Forum Moderators: martinibuster
After years of reliably spectacular performance, Google Inc. is showing a sign that its business is slowing down.
A report released late Monday by comScore Inc. said that the number of clicks by U.S. users on Google's advertisements was flat in January compared with a year earlier, signaling that the Internet titan's growth engine may be sputtering.
[sfgate.com...]
First, this is only one month (after a solid December). Second, it's only for the U.S. (52% of its global ads). Third, there's isn't enough data to draw significant conclusions.
Consumers may be cutting back on their spending and therefore less interested in clicking on ads. Or advertisers, waylaid by economic malaise, [may be] buying fewer ads.
Jordan Rohan, an analyst with RBC Capital Markets, is exactly right. He said: "We believe that investors' fear over weak-paid click data from comScore is overblown."

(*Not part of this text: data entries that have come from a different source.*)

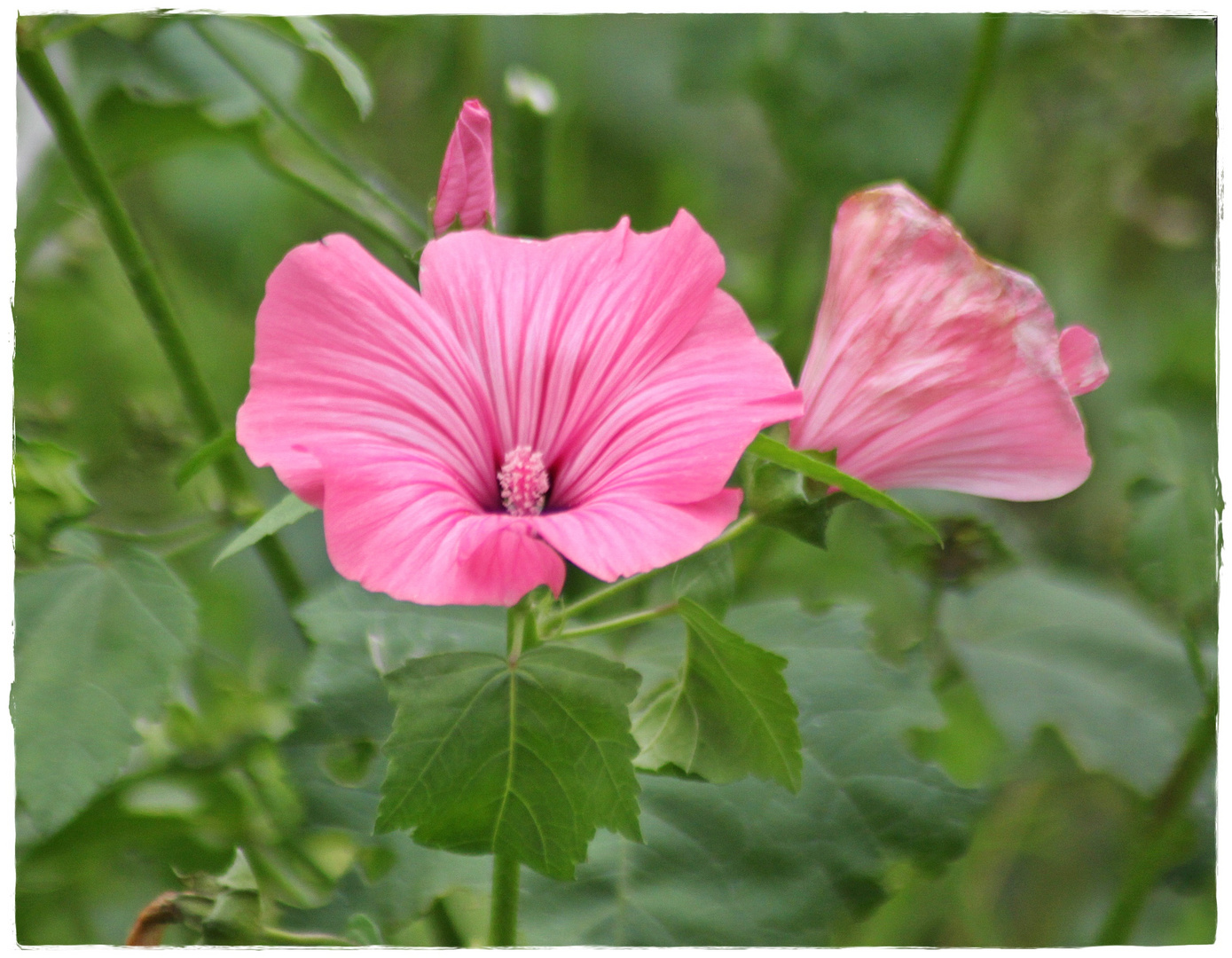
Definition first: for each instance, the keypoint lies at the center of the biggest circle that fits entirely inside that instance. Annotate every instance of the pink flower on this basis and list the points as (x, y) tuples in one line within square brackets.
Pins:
[(934, 368), (467, 190), (585, 396)]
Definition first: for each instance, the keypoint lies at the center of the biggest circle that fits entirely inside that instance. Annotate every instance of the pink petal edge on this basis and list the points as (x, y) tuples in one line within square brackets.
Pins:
[(931, 367), (467, 189)]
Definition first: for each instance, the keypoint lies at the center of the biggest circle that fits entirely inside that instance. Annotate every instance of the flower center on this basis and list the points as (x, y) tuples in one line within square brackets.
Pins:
[(524, 482)]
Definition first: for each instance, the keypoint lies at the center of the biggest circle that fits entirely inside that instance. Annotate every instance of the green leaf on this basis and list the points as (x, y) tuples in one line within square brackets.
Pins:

Having said that, Google, in my opinion, is not helping the situation by its comments like these:
[Google's executives] explained that they redesigned
the ads so that fewer users would accidentally click on
them. As such, advertisers may be willing to pay more
for each time a user click on the ads, offsetting any
financial hit from a drop in clicks, some analysts said.
Are they talking about that superficial change to recent Google policy which deactivated the ads in the area besides the title and URL? (I can't imagine what else they're referring to.) Do these socalled analysts have any idea how insignificant those changes were?
I have seen no data differences since it was implemented. I don't see hundreds of publishers complaining they've suffered a huge "financial hit," either.
p/g
I'm more disappointed with investors than I am with Google.
Are you sure you don't mean "speculators"?